Shared infrastructure. If your database is shared between several apps, you don't want one app to exhaust all connections. Pooling help to limit the number of connection per app.
Licensing. Depending on your database license, the number of concurrent client is limited. You can set a pool with the number of authorized connections. If no connection is available, client waits until one is available, or times out.
Connectivity issue. The connection pool that is between the client and the database, can provide handy features such as "ping" test, connection retry, etc. transparently for the client. In worse case, there is a time-out.
Monitoring. You can monitor the pool, see the number of active connections, etc.
Disadvantage:
You need to set it up and configure it, which is really peanuts usually.
You should use connection pooling whenever the time to establish a connection is greater than zero (pretty much always) and when there is a sufficient average usage such that the connection is likely to be used again before it times out.

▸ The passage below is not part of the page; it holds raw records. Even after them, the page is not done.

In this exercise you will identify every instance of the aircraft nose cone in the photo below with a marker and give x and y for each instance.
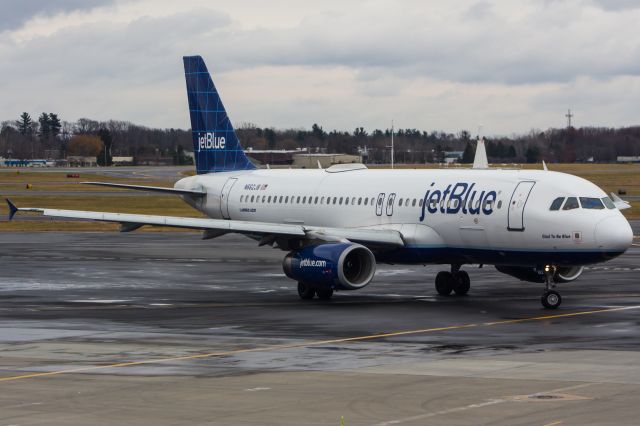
(614, 233)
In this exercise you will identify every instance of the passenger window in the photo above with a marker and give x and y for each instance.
(607, 202)
(591, 203)
(555, 205)
(571, 203)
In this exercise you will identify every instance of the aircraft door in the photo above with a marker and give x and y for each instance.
(390, 201)
(224, 197)
(515, 217)
(380, 204)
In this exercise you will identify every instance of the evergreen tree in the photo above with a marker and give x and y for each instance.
(104, 158)
(532, 154)
(54, 124)
(24, 124)
(44, 126)
(468, 154)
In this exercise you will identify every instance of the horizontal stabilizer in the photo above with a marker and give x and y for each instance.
(150, 188)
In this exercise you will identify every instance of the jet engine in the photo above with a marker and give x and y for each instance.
(337, 265)
(562, 274)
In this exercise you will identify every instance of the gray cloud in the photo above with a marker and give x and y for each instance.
(433, 64)
(16, 12)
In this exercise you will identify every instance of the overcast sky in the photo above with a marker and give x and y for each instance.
(509, 66)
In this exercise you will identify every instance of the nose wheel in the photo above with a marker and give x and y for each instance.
(550, 299)
(456, 281)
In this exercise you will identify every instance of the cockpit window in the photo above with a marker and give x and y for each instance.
(572, 203)
(591, 203)
(607, 202)
(556, 203)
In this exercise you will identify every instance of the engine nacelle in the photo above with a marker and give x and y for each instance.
(563, 274)
(567, 274)
(336, 265)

Advantages are it's much faster to open/close new connections as they're not really opened and closed, they're just checked out/in to a pool.
Disadvantage would be in some connection pools you'll get an error if all pooled connections are in use. This usually is a good thing as it indicates a problem with the calling code not closing connections, but if you legitimately need more connections than are in the pool and haven't configured it properly, you could get errors where you wouldn't otherwise.
And of course there will be other pros and cons depending on the specific environment you're working in and database.
In .NET, if you are using the same connection string for data access then you already have connection pooling. The concept is to reuse an idle connection without having to tear it down & recreate it, thereby saving server resources.
This is of-course taking into consideration that you are closing open connections upon completion of your work.
connection pooling enables re-use of an existing, but not used database connection. by using it you eliminate the overhead of the connection/disconnection to the database server. it provides a significant performance boost in most cases. the only reason i can think of not to use it is if your software won't be connecting frequently enough to keep the connections alive or if there's some bug in the pooling layer.
If we required to communicate with the database multiple times then it is not recommended to create a separate Connection Object every time, because creating and destroying connection object impacts performance.
To overcome this problem we should use a connection pool.
If we want to communicate with the database then we request a connection pool to provide a connection. Once we got the connection, by using it we can communicate with the database.
After completing our work, we can return the connection object back to the pool instead of destroying it.
The main advantage of connection pooling is to reuse the same connection object multiple times.